Betty invited us to go through and eat. Her famous casserole was well up to standard. Wilf took great pleasure in telling his wife what he knew, so out of politeness I filled them in on more or less what had happened.
Betty said, "I know Wilf thinks I'm an old busybody, but I think you and Annabelle are made for each other. You liked her, didn't you? Help yourself to some more."
I helped myself. I tried to sound uninvolved but appreciative. "I think she's an extremely attractive lady, but I suspect she's just a teeny bit out of my league."
"Nonsense!" snapped Betty. "She's flesh and blood like everybody else. And she's been mourning for far too long. It's unhealthy."
"I agree," said Wilf. "A fortnight should be plenty long enough."
Betty glared at him. "If you go first, I'll be eyeing up all the widowers at the ham tea," she declared.

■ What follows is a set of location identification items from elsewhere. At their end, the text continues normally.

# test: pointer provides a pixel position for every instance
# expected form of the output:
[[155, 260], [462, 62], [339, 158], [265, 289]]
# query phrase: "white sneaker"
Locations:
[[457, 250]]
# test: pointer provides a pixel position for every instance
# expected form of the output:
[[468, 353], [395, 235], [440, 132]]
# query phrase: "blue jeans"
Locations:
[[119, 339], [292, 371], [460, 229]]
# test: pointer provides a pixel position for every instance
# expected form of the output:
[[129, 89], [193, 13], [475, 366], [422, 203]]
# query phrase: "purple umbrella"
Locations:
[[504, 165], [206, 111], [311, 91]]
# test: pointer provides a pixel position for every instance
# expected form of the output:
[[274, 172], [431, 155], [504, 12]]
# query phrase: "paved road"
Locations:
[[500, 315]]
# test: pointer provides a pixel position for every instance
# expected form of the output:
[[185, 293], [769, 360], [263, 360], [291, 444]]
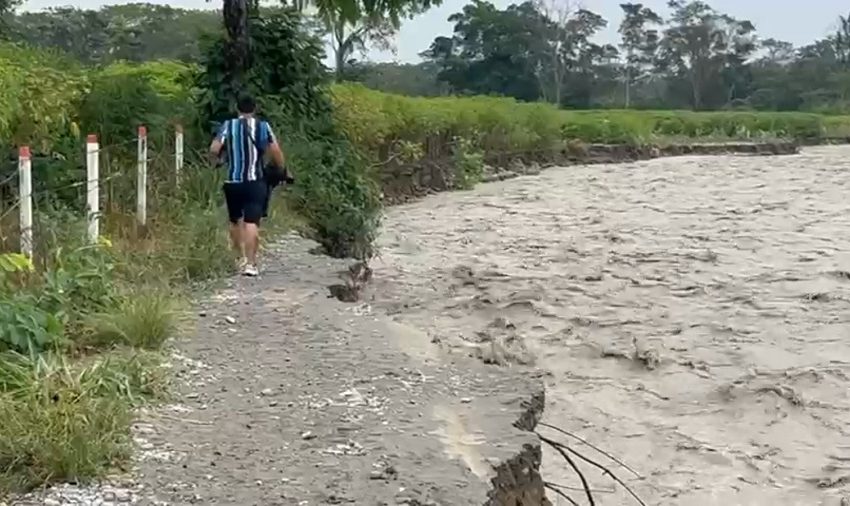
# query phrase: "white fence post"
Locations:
[[142, 179], [93, 187], [178, 152], [25, 188]]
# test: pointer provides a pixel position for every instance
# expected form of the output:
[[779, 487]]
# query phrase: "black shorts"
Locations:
[[246, 201]]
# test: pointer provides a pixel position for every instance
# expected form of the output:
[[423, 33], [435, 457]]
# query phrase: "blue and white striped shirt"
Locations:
[[246, 140]]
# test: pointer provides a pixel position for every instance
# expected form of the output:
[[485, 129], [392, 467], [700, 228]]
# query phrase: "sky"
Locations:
[[799, 22]]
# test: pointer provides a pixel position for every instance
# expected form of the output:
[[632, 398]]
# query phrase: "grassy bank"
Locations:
[[82, 328]]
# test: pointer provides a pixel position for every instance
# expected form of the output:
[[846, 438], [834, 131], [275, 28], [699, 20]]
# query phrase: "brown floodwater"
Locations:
[[693, 313]]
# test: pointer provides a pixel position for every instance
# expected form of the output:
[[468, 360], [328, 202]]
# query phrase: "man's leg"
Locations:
[[254, 208], [236, 238], [234, 197]]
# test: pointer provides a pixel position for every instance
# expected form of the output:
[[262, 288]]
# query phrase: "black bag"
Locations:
[[272, 174]]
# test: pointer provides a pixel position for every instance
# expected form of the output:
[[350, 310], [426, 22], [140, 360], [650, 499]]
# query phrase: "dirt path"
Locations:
[[291, 398], [693, 313]]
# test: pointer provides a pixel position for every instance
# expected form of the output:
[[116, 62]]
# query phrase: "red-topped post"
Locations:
[[142, 178], [93, 187], [178, 152], [25, 189]]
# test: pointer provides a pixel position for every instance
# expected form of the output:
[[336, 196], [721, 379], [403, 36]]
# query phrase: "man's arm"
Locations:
[[274, 149], [218, 142]]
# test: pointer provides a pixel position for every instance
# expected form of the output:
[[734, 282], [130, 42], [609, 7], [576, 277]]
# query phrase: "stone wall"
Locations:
[[403, 182], [518, 481]]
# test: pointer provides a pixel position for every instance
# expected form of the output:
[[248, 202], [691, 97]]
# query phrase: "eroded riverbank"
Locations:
[[692, 312]]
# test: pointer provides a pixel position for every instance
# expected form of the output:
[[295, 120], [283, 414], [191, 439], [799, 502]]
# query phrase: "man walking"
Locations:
[[247, 140]]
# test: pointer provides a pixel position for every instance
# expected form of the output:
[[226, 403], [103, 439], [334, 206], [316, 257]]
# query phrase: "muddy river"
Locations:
[[693, 314]]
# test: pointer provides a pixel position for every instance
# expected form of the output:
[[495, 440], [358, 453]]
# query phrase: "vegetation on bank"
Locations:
[[82, 328], [374, 120]]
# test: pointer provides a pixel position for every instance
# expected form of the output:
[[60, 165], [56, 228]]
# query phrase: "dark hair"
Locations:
[[245, 104]]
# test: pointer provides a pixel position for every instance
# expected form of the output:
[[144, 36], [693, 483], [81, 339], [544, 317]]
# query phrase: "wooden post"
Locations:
[[93, 188], [25, 189], [142, 178], [178, 152]]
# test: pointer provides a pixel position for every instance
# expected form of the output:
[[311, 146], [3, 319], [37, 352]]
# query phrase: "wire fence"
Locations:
[[101, 178]]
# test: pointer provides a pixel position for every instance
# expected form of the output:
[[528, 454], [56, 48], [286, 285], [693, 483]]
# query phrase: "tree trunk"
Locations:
[[235, 13]]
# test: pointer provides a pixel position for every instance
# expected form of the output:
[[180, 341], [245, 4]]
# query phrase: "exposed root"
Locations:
[[560, 449], [355, 278], [566, 452], [586, 443], [557, 490]]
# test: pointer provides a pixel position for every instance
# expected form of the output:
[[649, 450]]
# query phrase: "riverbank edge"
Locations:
[[518, 480], [401, 183]]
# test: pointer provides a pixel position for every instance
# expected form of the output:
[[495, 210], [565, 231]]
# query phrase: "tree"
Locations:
[[492, 50], [135, 32], [552, 72], [582, 57], [707, 50], [639, 42], [347, 38]]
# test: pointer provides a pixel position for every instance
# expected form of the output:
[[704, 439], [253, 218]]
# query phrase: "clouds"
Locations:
[[797, 22]]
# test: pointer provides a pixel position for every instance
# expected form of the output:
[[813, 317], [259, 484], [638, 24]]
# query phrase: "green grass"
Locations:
[[68, 420], [67, 399]]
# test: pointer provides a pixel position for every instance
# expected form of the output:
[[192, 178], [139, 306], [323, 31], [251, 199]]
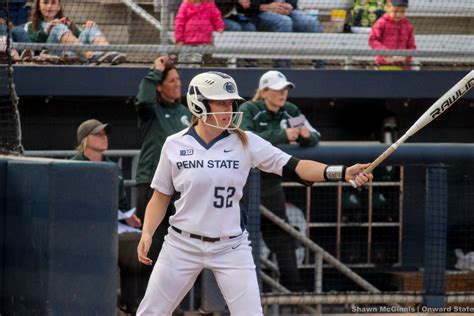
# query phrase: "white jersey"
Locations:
[[210, 178]]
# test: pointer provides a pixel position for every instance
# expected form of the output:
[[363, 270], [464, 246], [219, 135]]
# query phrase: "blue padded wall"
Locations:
[[61, 238], [3, 172]]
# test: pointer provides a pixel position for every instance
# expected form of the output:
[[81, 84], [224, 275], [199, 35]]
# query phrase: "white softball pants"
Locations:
[[182, 259]]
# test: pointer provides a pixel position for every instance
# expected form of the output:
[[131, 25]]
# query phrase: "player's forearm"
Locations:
[[155, 212], [309, 170]]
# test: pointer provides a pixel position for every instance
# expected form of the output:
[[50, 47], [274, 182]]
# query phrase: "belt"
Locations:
[[203, 238]]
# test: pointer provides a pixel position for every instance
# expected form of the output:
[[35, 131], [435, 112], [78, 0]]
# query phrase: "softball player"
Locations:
[[208, 165]]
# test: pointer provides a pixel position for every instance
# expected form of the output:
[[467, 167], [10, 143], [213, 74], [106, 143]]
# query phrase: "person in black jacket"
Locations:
[[284, 16], [238, 15]]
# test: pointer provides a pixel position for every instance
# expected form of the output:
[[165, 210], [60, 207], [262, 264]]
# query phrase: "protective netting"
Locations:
[[308, 33], [364, 250], [10, 132]]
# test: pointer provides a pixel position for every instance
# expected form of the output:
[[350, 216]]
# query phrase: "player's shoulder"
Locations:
[[176, 136], [254, 138]]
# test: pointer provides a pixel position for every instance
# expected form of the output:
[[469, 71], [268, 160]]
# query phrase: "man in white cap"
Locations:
[[278, 121]]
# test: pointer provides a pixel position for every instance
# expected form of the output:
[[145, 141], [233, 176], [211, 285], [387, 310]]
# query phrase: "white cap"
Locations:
[[274, 80]]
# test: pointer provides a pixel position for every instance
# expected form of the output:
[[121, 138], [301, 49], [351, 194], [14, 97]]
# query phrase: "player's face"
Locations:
[[170, 89], [217, 106], [49, 9], [275, 99], [397, 13], [98, 142]]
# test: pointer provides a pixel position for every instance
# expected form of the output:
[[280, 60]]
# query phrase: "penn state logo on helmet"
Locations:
[[230, 87]]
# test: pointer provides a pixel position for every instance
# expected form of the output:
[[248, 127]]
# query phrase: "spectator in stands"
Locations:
[[160, 114], [194, 24], [278, 121], [239, 15], [365, 13], [92, 141], [284, 16], [393, 31], [49, 25]]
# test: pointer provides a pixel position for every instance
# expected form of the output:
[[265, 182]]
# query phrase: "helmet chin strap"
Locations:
[[233, 124]]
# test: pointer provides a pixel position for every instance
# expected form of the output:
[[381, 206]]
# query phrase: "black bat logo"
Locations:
[[450, 101]]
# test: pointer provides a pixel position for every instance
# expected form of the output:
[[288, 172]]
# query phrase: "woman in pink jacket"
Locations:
[[194, 24], [393, 31]]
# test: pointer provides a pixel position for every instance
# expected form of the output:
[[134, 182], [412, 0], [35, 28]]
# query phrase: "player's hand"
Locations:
[[133, 221], [292, 134], [304, 132], [356, 176], [143, 248]]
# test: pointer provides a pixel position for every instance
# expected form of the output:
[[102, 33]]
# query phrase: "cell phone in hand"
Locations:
[[297, 121]]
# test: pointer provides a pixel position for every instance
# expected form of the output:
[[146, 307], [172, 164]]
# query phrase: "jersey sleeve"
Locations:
[[265, 156], [162, 180]]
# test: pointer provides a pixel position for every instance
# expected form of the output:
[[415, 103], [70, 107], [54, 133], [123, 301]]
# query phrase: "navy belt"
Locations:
[[203, 238]]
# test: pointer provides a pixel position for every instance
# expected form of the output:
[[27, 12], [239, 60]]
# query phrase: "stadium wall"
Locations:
[[59, 237]]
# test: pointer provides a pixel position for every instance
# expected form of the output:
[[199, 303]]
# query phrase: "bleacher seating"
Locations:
[[432, 8], [334, 46]]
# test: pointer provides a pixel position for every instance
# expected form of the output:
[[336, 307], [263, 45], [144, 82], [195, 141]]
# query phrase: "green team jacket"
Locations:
[[271, 127], [156, 121], [41, 36], [123, 202]]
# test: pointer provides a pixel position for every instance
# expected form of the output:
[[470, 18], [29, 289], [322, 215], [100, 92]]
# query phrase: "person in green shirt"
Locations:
[[160, 114], [92, 139], [49, 24], [278, 121]]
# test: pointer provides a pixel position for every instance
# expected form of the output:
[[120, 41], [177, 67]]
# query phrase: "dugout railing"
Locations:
[[438, 195]]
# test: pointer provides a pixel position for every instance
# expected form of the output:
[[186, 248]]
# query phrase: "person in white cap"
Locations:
[[208, 164], [278, 121], [93, 141]]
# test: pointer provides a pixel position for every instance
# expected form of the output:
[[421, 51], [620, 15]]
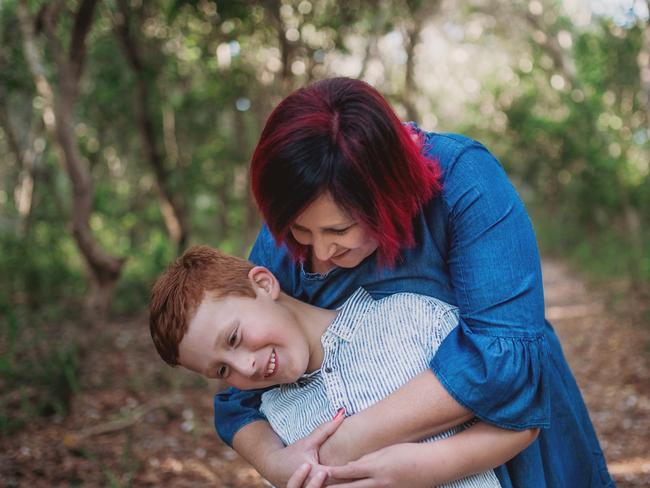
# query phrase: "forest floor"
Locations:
[[137, 422]]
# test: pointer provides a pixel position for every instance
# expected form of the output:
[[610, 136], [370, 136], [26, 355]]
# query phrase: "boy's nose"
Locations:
[[247, 365]]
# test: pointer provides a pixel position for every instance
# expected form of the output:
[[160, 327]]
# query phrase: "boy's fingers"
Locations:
[[299, 476], [317, 480]]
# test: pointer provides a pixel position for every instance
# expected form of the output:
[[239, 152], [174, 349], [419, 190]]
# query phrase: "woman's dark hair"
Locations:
[[340, 136]]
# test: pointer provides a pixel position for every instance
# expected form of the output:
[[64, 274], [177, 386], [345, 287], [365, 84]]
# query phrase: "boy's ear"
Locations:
[[264, 281]]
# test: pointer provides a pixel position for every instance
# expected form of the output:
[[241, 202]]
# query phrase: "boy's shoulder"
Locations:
[[415, 301]]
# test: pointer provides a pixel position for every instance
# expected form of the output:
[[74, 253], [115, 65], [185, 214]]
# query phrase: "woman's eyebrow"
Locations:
[[336, 227]]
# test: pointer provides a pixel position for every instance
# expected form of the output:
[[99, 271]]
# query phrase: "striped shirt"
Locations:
[[371, 349]]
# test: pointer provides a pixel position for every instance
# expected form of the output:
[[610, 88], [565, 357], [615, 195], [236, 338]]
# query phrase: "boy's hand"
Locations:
[[393, 466], [288, 463]]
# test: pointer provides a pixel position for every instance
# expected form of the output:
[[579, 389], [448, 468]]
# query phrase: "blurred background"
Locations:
[[126, 128]]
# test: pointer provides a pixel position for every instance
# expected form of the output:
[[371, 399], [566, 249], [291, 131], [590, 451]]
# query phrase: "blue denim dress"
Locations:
[[476, 249]]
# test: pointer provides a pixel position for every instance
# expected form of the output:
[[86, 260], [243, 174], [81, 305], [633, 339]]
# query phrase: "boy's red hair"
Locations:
[[201, 271]]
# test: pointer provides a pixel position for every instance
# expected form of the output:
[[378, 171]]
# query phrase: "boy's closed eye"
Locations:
[[233, 338], [222, 372]]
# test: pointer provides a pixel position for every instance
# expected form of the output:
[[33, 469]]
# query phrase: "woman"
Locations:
[[351, 197]]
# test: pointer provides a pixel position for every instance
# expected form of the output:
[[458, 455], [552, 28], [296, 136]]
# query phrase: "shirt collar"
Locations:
[[351, 315]]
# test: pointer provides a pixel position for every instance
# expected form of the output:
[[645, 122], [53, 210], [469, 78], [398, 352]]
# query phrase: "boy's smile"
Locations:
[[254, 342]]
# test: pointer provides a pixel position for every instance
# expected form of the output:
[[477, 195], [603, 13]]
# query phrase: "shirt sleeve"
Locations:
[[233, 408], [494, 362]]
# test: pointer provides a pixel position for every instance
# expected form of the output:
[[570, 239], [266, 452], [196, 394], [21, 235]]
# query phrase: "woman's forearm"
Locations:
[[480, 448], [419, 409]]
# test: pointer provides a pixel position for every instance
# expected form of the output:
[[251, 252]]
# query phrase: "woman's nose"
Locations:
[[323, 249]]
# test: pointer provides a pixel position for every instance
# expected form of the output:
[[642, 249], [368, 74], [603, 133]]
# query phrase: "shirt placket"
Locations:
[[331, 374]]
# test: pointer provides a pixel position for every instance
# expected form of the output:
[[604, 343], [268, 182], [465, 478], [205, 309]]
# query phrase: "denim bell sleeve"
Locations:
[[233, 408], [494, 363]]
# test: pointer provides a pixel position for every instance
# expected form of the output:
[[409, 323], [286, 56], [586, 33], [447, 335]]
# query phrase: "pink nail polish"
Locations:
[[339, 413]]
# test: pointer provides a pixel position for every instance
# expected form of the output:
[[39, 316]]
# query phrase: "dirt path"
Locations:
[[138, 423], [606, 339]]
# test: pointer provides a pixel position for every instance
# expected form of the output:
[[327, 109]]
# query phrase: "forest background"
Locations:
[[126, 128]]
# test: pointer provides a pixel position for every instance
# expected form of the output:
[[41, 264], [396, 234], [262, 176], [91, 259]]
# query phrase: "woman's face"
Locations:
[[335, 238]]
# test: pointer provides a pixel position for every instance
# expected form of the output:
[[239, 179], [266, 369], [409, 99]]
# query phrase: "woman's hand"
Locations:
[[298, 465], [393, 466]]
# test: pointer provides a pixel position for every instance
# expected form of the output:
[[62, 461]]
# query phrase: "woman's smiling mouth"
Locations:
[[271, 365]]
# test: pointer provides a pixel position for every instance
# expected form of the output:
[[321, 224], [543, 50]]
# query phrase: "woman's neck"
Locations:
[[318, 266]]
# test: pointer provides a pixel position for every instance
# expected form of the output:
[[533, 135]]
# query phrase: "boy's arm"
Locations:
[[419, 409], [475, 450], [261, 446]]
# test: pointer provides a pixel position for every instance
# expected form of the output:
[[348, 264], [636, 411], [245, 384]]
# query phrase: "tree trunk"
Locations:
[[171, 206], [103, 269]]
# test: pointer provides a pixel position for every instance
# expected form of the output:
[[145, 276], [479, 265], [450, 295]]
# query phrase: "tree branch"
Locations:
[[83, 20]]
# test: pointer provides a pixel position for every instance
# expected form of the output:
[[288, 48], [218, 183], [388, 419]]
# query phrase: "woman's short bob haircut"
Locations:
[[340, 136]]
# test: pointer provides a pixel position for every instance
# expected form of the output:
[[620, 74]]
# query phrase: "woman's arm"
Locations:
[[419, 409], [475, 450]]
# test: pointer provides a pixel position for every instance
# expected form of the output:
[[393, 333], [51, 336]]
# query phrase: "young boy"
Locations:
[[224, 318]]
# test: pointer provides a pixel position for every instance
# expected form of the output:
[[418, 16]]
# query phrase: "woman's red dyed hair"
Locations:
[[341, 136]]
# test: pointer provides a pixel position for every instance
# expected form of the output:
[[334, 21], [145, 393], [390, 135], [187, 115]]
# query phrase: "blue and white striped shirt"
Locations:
[[371, 349]]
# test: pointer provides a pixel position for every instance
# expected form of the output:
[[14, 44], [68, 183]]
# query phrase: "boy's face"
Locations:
[[247, 342]]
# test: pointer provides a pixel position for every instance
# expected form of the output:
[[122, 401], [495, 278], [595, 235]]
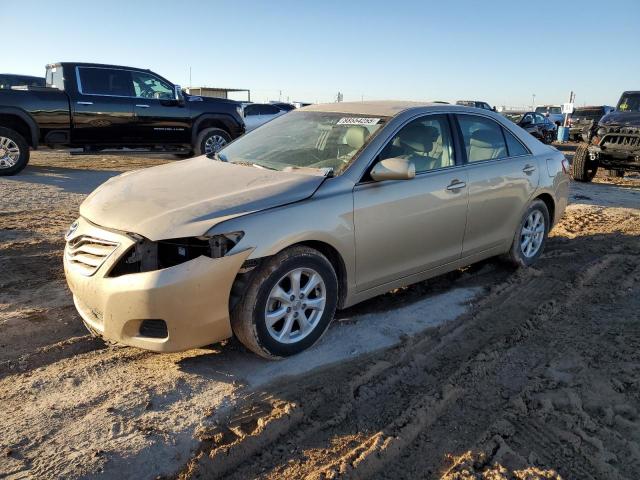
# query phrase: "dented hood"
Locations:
[[186, 198]]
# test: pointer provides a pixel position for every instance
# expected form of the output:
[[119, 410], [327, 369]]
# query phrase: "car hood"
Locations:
[[621, 118], [186, 198]]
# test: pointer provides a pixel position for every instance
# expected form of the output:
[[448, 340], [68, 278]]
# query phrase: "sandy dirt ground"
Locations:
[[484, 373]]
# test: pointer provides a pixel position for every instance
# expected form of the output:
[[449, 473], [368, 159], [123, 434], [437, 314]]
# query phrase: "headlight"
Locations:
[[147, 256]]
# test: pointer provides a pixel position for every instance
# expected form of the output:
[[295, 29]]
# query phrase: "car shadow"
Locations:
[[70, 180]]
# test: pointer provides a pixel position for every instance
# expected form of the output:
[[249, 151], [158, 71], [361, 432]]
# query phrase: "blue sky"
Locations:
[[498, 51]]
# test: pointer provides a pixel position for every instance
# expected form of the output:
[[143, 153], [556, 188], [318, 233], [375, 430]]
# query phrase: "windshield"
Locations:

I changed my mind about the casserole. It wasn't just up to standard, it was exceptional.
Chapter Three
Gilbert Wood is my superintendent. Our careers can be compared to the early American rocket experiments. His kept going up, but mine just cleared the launch tower before toppling over and flying horizontally.
A few people thought I ought to be in his seat, but I wasn't one of them. We got on well together, worked as a team, with lots of mutual trust. It was more than that, though, we were good friends. I called into his office to tell him about the Chinaman and that I wanted Wednesday off.
"Another day off, Charlie? You had one two years ago. You realise you've only five months and twenty-nine days' holiday left now?"
"And a half. I only had half a day off two years ago. And if it turns out to be business on Wednesday I'll be putting in for expenses."
Gilbert looked interested. "Might it be business?" he asked.
I told him about the Rudi Truscott calls.
"Mmm," he said. "Sounds promising. Beamish is a super place. Doesn't half take you back. The kids couldn't believe we lived like that. God, there's a dentist's surgery just like the school dentist had. Scares you silly." He gave a shudder at the memory of it. "What does this Truscott do?" he asked.
"He was a lecturer at the art school. He taught me when I was there.
And Vanessa a few years later; but then he started making a reputation as a faker of old masters."
Gilbert was about to speak but I held up a hand to stop him.